1-2.フットバッグにおいて競技力に関連する体力とは

 前回生理学的な知識を中心に解説をしていくと書いたのですが、その前にもう一つだけ記事をはさみます。


 今回は、フットバッグという競技において必要な体力の要素は何かを考えていきます。
 現在、フットバッグに置ける競技は概ねフリースタイル、シュレッド30、シック3、シック1、サークル、リクエストコンテスト、ラストマンスタンディング(リッピンラン)と言ったあたりでしょう。
 これらの中で最も持久力が必要となるのは、2分間の演技種目であるフリースタイル、次いでラストトマンスタンディング、その次にシュレッド30、サークルの順になるでしょう。
 シック3とシック1については持久力はほぼ関係ありませんが、代わりに一つ一つの技の難度が上がるために、筋力、スピード、敏捷性、調整能力辺りがより必要となるでしょう。
 しかしながら、フットバッグの競技的な特性上、シック3やシック1においても、短距離走や跳躍種目、投擲種目のような爆発的な筋力やスピードが必要とされる事はほぼありません。その代わりに動きが複雑なために、制御能力や柔軟性(可動域の広さ)等がより重要となります。
 持久力については、概ね陸上競技の中距離種目である800m走に求められる持久力が最も近いと思われます。
 運動を観察する限りフィギュアスケートもかなり近そうではありますが、私自身に全く経験が無いの確たることは言えません。

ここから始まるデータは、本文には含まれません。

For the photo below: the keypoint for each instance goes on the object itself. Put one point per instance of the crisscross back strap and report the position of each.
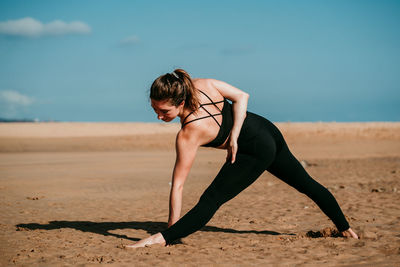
(209, 114)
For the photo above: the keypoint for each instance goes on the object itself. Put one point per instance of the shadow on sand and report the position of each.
(103, 228)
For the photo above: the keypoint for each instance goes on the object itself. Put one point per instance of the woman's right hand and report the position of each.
(232, 150)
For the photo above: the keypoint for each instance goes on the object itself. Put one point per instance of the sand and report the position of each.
(76, 193)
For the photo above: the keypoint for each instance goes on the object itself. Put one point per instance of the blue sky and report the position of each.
(298, 60)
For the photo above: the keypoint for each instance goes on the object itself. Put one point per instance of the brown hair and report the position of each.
(177, 87)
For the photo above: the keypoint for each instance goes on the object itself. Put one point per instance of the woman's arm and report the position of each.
(187, 144)
(239, 100)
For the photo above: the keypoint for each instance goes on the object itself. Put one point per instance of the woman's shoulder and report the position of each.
(207, 86)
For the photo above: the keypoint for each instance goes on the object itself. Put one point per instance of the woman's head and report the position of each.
(177, 88)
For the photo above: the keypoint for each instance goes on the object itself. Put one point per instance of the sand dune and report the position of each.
(75, 193)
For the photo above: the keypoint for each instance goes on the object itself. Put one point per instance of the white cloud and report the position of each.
(130, 40)
(30, 27)
(13, 103)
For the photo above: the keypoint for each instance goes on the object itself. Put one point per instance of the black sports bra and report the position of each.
(227, 120)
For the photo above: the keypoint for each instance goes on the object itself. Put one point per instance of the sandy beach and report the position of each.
(76, 193)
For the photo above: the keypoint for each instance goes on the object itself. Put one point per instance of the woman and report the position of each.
(252, 142)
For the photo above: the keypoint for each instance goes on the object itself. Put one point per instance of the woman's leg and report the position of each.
(287, 168)
(230, 181)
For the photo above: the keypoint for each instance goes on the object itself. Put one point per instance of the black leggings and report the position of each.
(261, 147)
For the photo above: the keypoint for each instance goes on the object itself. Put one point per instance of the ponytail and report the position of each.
(177, 87)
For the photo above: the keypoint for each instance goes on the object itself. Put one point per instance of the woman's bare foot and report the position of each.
(151, 240)
(349, 233)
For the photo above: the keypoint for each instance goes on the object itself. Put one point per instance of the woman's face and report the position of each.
(164, 110)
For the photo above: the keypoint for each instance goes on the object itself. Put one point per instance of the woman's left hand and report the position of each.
(232, 150)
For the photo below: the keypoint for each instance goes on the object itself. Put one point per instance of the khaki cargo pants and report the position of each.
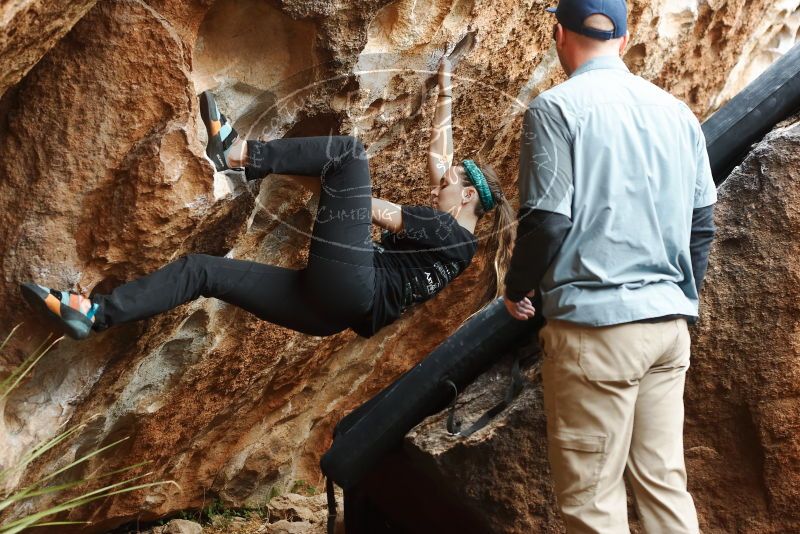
(614, 399)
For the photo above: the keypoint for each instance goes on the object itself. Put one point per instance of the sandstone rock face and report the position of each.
(30, 29)
(102, 180)
(742, 407)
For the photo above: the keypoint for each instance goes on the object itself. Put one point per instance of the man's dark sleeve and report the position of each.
(703, 230)
(539, 237)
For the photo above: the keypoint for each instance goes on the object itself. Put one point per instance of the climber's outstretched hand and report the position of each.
(522, 310)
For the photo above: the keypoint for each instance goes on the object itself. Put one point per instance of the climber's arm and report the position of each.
(440, 152)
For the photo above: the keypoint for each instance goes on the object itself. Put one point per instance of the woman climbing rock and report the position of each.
(349, 281)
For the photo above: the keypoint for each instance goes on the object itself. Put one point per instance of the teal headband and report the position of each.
(479, 181)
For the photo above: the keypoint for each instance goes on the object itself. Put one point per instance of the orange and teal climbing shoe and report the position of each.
(69, 312)
(221, 134)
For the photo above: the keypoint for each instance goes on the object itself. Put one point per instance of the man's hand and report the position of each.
(522, 310)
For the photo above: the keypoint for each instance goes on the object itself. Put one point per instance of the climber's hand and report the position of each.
(445, 68)
(522, 310)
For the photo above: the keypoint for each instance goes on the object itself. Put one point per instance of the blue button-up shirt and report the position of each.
(627, 163)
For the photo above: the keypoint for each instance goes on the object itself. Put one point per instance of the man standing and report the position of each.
(615, 224)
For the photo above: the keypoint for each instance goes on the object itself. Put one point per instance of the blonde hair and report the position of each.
(501, 242)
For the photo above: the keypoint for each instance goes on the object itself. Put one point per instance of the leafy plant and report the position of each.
(39, 487)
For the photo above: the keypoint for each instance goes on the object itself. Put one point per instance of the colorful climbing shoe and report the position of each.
(221, 134)
(69, 312)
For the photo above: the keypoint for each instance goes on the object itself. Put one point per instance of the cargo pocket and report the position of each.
(578, 460)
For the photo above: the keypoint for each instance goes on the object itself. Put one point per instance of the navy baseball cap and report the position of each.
(572, 13)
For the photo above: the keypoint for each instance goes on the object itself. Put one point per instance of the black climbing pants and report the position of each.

 では、そういった必要な要素を鍛えるためにどうするかという話ですが、実は最初の頃はあまり難しく考える必要はありません。
 なぜならば、単純にフットバッグを練習するだけで、一般的体力も専門的体力もある程度同時に鍛えられるからです。
 より具体的言うと、フットバッグを行うことで一般的体力である心肺系の能力やエネルギー生産の能力等が改善されますし、フットバッグの技術を習得することでより効率的な動きを覚え、スタミナの消費を抑えられたりタイミングよく動けるといったような各種専門的体力も鍛えられるという事です。


 とは言え、その中で何をまず優先すべきかと言えば、やはり持久力という事になるでしょう。
 これはフットバッグの競技的な観点からも重要なのですが、何よりも持久力が無いと一定以上の練習時間をこなすことが出来ないからです。
 目標の目安としては、集中してそこそこ負荷の高い内容で、間の休息を含めまずは1時間以上、望ましくは2~3時間程度の練習がこなせるようになることです。
 競技に必要な持久力を考えるのは、まずは練習に必要な持久力を身に付けた後の話です。
 なお、人の身体的及び精神的な持久力の限界から、3時間を超えて連続4時間とか5時間の練習をこなせるようなる必要があるかと言えば、そうではありません。
 むしろ、そんな長時間連続で練習する位なら、練習内容の負荷を上げて、3時間程度で限界になるよう練習を組む方が良かったりします。そのあたりについては追々記事にしていきます。
 そして、持久力と言っても細かく見ればまた様々に分かれていくのですが、そのあたりについては生理学的な知識が必要になってくるので、次回以降説明していきたいと思います。